Pierre Manent : Il n'y a pas de lecture unique mais diverses réactions. En tant qu'auteur cherchant à contribuer au débat public, je suis content de l'écho que le livre reçoit. J'ai le sentiment que beaucoup de lecteurs ont compris mon intention et sont entrés dans le propos sérieux de l'ouvrage. En même temps, les réactions les plus sommairement hostiles sont révélatrices d'un certain état de l'opinion, en particulier au sujet de l'islam.

Il est clair qu'aujourd'hui cette question est devenue terriblement passionnelle et un propos qui se veut pacificateur et politique est exposé à beaucoup de malentendus.

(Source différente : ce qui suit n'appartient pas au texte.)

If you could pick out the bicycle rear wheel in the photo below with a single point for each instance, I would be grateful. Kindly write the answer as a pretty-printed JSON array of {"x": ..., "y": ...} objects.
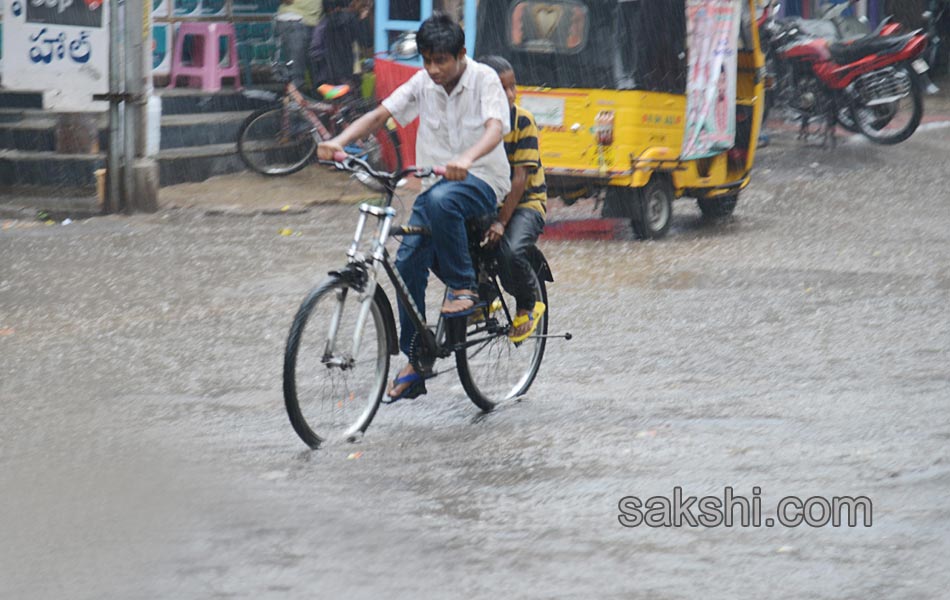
[
  {"x": 330, "y": 391},
  {"x": 494, "y": 369},
  {"x": 277, "y": 140}
]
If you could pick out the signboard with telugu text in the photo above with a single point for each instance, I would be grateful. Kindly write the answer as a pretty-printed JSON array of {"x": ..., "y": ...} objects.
[
  {"x": 58, "y": 47},
  {"x": 712, "y": 33}
]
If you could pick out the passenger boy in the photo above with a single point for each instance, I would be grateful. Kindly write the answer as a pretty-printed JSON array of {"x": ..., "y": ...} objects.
[
  {"x": 521, "y": 217},
  {"x": 463, "y": 117}
]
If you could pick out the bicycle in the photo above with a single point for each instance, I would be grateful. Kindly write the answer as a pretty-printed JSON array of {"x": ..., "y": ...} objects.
[
  {"x": 336, "y": 371},
  {"x": 282, "y": 139}
]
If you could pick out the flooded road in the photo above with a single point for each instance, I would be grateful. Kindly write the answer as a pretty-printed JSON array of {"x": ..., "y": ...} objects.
[{"x": 800, "y": 348}]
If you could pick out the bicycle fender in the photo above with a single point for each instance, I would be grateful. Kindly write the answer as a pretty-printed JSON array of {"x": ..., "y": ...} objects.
[
  {"x": 539, "y": 263},
  {"x": 358, "y": 279}
]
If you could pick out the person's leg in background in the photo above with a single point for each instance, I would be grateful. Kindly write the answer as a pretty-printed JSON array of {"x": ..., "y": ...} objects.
[
  {"x": 450, "y": 204},
  {"x": 514, "y": 269},
  {"x": 295, "y": 43}
]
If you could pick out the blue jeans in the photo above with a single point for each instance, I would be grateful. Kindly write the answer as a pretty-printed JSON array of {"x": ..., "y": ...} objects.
[
  {"x": 514, "y": 269},
  {"x": 443, "y": 209}
]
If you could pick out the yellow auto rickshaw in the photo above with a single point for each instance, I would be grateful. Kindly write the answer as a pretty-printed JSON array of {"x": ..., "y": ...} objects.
[{"x": 647, "y": 100}]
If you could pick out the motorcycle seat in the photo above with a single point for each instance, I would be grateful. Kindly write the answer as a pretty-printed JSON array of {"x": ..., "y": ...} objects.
[{"x": 849, "y": 52}]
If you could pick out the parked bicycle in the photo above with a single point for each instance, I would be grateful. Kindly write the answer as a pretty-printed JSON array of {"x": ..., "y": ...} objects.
[
  {"x": 282, "y": 139},
  {"x": 336, "y": 362}
]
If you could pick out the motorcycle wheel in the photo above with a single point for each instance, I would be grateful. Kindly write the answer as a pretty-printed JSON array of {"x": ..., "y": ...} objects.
[
  {"x": 846, "y": 120},
  {"x": 893, "y": 122}
]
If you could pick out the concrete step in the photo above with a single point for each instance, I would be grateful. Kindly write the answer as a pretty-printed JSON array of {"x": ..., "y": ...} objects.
[
  {"x": 181, "y": 165},
  {"x": 36, "y": 133},
  {"x": 179, "y": 131},
  {"x": 43, "y": 202},
  {"x": 18, "y": 167},
  {"x": 186, "y": 101},
  {"x": 69, "y": 171}
]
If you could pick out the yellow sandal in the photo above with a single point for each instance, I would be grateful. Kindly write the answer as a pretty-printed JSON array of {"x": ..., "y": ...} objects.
[{"x": 534, "y": 317}]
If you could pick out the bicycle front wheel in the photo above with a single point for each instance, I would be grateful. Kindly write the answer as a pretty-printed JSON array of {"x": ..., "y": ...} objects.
[
  {"x": 277, "y": 141},
  {"x": 334, "y": 375},
  {"x": 492, "y": 368}
]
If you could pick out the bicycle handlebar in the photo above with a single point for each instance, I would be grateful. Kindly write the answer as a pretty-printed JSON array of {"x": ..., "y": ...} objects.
[{"x": 342, "y": 160}]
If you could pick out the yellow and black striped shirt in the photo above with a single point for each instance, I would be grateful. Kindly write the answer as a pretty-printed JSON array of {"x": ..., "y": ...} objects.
[{"x": 522, "y": 148}]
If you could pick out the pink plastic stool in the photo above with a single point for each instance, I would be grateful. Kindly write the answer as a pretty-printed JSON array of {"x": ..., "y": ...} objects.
[{"x": 205, "y": 70}]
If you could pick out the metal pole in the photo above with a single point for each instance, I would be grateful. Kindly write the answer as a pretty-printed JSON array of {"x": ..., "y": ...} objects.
[
  {"x": 132, "y": 21},
  {"x": 114, "y": 201}
]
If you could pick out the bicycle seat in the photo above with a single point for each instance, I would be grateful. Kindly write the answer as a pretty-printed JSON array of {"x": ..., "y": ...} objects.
[{"x": 332, "y": 92}]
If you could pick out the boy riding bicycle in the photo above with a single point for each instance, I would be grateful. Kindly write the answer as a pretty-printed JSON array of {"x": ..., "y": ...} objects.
[
  {"x": 521, "y": 217},
  {"x": 463, "y": 117}
]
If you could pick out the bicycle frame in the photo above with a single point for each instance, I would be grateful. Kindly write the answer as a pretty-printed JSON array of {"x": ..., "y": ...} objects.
[{"x": 365, "y": 269}]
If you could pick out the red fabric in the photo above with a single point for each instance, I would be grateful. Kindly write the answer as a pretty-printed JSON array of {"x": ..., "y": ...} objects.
[{"x": 390, "y": 75}]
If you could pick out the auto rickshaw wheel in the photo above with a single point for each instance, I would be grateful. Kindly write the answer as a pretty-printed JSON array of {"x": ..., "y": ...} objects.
[
  {"x": 654, "y": 212},
  {"x": 719, "y": 207}
]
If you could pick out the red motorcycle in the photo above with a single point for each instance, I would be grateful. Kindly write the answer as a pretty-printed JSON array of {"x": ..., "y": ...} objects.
[{"x": 871, "y": 84}]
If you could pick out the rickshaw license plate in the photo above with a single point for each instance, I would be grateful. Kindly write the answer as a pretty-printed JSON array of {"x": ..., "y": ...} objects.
[{"x": 547, "y": 111}]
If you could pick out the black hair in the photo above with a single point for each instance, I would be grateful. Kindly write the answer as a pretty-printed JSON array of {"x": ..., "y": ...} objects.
[
  {"x": 501, "y": 65},
  {"x": 440, "y": 33}
]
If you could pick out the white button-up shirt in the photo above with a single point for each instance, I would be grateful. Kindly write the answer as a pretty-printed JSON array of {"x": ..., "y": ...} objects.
[{"x": 451, "y": 124}]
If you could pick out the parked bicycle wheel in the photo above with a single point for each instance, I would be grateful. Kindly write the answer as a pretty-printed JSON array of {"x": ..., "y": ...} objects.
[
  {"x": 331, "y": 389},
  {"x": 277, "y": 140},
  {"x": 494, "y": 369}
]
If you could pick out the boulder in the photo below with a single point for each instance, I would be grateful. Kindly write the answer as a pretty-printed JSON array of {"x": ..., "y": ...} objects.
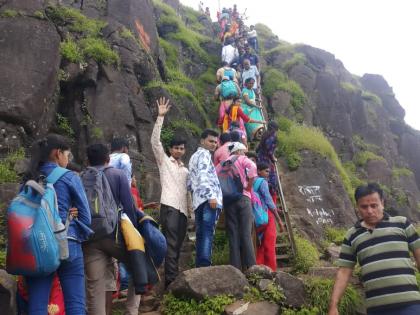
[
  {"x": 261, "y": 271},
  {"x": 293, "y": 288},
  {"x": 198, "y": 283},
  {"x": 7, "y": 293}
]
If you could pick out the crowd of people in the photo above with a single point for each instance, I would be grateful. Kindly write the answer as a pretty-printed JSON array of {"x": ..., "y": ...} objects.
[{"x": 221, "y": 175}]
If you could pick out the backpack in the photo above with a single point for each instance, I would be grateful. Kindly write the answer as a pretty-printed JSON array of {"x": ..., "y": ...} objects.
[
  {"x": 260, "y": 214},
  {"x": 155, "y": 241},
  {"x": 103, "y": 208},
  {"x": 37, "y": 238},
  {"x": 230, "y": 180},
  {"x": 228, "y": 89},
  {"x": 229, "y": 73}
]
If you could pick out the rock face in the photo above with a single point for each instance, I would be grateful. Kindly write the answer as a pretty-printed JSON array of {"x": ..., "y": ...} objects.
[{"x": 209, "y": 281}]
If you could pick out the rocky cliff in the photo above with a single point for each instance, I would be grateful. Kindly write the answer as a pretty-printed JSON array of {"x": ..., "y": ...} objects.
[{"x": 91, "y": 70}]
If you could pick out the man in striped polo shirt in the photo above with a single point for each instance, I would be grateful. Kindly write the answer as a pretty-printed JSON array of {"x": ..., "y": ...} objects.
[{"x": 381, "y": 244}]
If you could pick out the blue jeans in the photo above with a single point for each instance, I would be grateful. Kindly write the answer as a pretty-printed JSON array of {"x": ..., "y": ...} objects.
[
  {"x": 72, "y": 278},
  {"x": 403, "y": 310},
  {"x": 205, "y": 222}
]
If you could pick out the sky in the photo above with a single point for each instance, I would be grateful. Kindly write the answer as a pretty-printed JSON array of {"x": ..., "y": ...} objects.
[{"x": 368, "y": 36}]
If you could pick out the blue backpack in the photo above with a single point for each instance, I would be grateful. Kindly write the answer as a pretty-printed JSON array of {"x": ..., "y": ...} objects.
[
  {"x": 154, "y": 239},
  {"x": 230, "y": 180},
  {"x": 260, "y": 214},
  {"x": 228, "y": 89},
  {"x": 37, "y": 238}
]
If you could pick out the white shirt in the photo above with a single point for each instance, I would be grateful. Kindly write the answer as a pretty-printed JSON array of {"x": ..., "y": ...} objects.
[{"x": 173, "y": 174}]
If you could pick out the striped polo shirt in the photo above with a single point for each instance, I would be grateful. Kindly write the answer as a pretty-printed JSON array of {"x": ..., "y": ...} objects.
[{"x": 383, "y": 255}]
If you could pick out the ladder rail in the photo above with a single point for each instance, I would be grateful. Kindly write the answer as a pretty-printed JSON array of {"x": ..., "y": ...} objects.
[{"x": 280, "y": 190}]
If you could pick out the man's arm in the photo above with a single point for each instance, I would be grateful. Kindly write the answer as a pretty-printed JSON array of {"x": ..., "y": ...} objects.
[
  {"x": 341, "y": 280},
  {"x": 157, "y": 147}
]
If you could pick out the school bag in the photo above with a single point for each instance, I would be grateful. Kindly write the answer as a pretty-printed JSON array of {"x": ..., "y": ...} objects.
[
  {"x": 155, "y": 241},
  {"x": 103, "y": 208},
  {"x": 228, "y": 89},
  {"x": 260, "y": 214},
  {"x": 230, "y": 180},
  {"x": 37, "y": 238},
  {"x": 229, "y": 73}
]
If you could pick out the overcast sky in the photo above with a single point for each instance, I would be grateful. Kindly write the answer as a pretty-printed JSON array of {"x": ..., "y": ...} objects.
[{"x": 368, "y": 36}]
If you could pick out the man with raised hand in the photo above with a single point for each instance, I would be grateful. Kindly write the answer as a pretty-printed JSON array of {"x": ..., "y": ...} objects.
[
  {"x": 381, "y": 244},
  {"x": 174, "y": 202}
]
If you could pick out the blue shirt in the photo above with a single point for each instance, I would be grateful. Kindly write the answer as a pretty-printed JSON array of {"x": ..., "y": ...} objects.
[
  {"x": 202, "y": 179},
  {"x": 70, "y": 194}
]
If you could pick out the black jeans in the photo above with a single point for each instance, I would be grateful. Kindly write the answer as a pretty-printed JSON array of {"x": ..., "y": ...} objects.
[
  {"x": 239, "y": 220},
  {"x": 174, "y": 227}
]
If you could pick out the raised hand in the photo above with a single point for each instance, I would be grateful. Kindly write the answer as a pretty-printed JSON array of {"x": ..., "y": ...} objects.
[{"x": 163, "y": 106}]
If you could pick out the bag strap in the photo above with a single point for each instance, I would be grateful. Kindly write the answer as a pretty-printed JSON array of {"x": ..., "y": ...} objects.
[{"x": 56, "y": 174}]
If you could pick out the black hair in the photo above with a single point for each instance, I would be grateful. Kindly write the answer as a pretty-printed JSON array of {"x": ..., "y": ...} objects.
[
  {"x": 249, "y": 80},
  {"x": 98, "y": 154},
  {"x": 119, "y": 143},
  {"x": 209, "y": 132},
  {"x": 40, "y": 153},
  {"x": 235, "y": 136},
  {"x": 262, "y": 166},
  {"x": 225, "y": 137},
  {"x": 177, "y": 141},
  {"x": 251, "y": 155},
  {"x": 365, "y": 190}
]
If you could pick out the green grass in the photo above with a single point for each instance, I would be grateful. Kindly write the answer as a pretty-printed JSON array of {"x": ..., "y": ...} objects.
[
  {"x": 349, "y": 87},
  {"x": 398, "y": 172},
  {"x": 208, "y": 306},
  {"x": 181, "y": 33},
  {"x": 274, "y": 81},
  {"x": 319, "y": 293},
  {"x": 99, "y": 50},
  {"x": 7, "y": 164},
  {"x": 371, "y": 97},
  {"x": 307, "y": 255},
  {"x": 362, "y": 157},
  {"x": 298, "y": 58},
  {"x": 302, "y": 137},
  {"x": 8, "y": 13}
]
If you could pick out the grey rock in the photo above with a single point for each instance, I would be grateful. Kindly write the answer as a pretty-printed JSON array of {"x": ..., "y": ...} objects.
[{"x": 198, "y": 283}]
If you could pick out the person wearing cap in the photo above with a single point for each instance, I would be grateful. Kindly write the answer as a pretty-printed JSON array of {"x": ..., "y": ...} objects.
[
  {"x": 238, "y": 214},
  {"x": 226, "y": 71}
]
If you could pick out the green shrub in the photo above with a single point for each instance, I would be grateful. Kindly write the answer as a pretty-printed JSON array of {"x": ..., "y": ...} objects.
[
  {"x": 335, "y": 235},
  {"x": 302, "y": 311},
  {"x": 349, "y": 87},
  {"x": 7, "y": 164},
  {"x": 99, "y": 50},
  {"x": 302, "y": 137},
  {"x": 274, "y": 81},
  {"x": 319, "y": 293},
  {"x": 273, "y": 294},
  {"x": 398, "y": 172},
  {"x": 209, "y": 306},
  {"x": 307, "y": 255},
  {"x": 70, "y": 50},
  {"x": 64, "y": 125},
  {"x": 371, "y": 97},
  {"x": 297, "y": 58},
  {"x": 8, "y": 13},
  {"x": 362, "y": 157}
]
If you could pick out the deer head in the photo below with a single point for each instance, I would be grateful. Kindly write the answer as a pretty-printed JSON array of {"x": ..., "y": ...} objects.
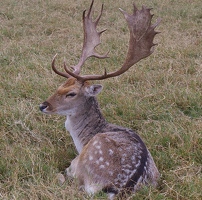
[{"x": 76, "y": 89}]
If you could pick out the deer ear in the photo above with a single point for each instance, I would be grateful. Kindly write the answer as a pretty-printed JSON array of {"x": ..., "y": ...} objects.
[{"x": 93, "y": 90}]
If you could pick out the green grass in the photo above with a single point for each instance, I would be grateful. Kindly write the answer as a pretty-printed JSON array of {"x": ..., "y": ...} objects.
[{"x": 161, "y": 97}]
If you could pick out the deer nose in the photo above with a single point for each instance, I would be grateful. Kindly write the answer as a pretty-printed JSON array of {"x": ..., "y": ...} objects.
[{"x": 43, "y": 106}]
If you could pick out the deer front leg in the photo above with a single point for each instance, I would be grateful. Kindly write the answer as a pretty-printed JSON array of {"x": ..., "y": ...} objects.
[{"x": 70, "y": 172}]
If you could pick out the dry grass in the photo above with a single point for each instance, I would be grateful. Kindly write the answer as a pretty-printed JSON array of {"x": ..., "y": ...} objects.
[{"x": 161, "y": 97}]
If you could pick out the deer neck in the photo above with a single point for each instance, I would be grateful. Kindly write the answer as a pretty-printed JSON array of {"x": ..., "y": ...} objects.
[{"x": 86, "y": 122}]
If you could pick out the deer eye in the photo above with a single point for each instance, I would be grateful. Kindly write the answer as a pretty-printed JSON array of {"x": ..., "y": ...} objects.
[{"x": 72, "y": 94}]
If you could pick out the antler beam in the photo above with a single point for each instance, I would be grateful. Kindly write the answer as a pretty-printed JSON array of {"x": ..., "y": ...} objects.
[{"x": 142, "y": 34}]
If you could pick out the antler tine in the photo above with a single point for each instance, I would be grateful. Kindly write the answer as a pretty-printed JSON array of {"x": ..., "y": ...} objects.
[
  {"x": 56, "y": 71},
  {"x": 91, "y": 39},
  {"x": 142, "y": 34}
]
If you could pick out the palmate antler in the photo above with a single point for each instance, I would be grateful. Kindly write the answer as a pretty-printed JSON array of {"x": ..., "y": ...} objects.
[{"x": 142, "y": 34}]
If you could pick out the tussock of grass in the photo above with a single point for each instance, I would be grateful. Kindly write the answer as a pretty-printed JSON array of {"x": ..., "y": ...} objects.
[{"x": 160, "y": 97}]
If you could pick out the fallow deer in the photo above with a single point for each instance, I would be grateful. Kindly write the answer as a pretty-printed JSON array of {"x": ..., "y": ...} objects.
[{"x": 110, "y": 158}]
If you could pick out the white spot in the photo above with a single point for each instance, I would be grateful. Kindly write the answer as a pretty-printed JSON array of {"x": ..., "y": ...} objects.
[
  {"x": 102, "y": 167},
  {"x": 98, "y": 147},
  {"x": 95, "y": 142},
  {"x": 101, "y": 159},
  {"x": 90, "y": 157},
  {"x": 111, "y": 173}
]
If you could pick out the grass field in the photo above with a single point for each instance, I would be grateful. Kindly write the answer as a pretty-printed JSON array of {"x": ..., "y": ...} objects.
[{"x": 161, "y": 97}]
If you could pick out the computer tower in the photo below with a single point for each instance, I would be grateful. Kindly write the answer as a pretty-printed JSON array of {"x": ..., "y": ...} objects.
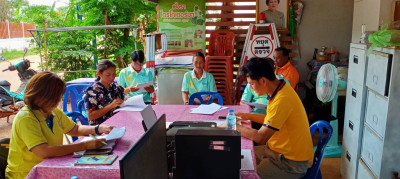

J'ai proposé un argumentaire assez déployé et cohérent et des lecteurs s'emparent d'une partie de l'argumentaire pour immédiatement dénoncer je ne sais quel défaitisme ou complaisance pour l'islam.

J'ai mesuré à quel point une partie de l'opinion se révélait particulièrement à cran sur ces sujets et devenait indifférente à la politique pratique. On fait valoir ses sentiments sans daigner considérer la question : "Que fait-on maintenant ?". C’est à cette question que j'ai tenté de répondre dans ce livre.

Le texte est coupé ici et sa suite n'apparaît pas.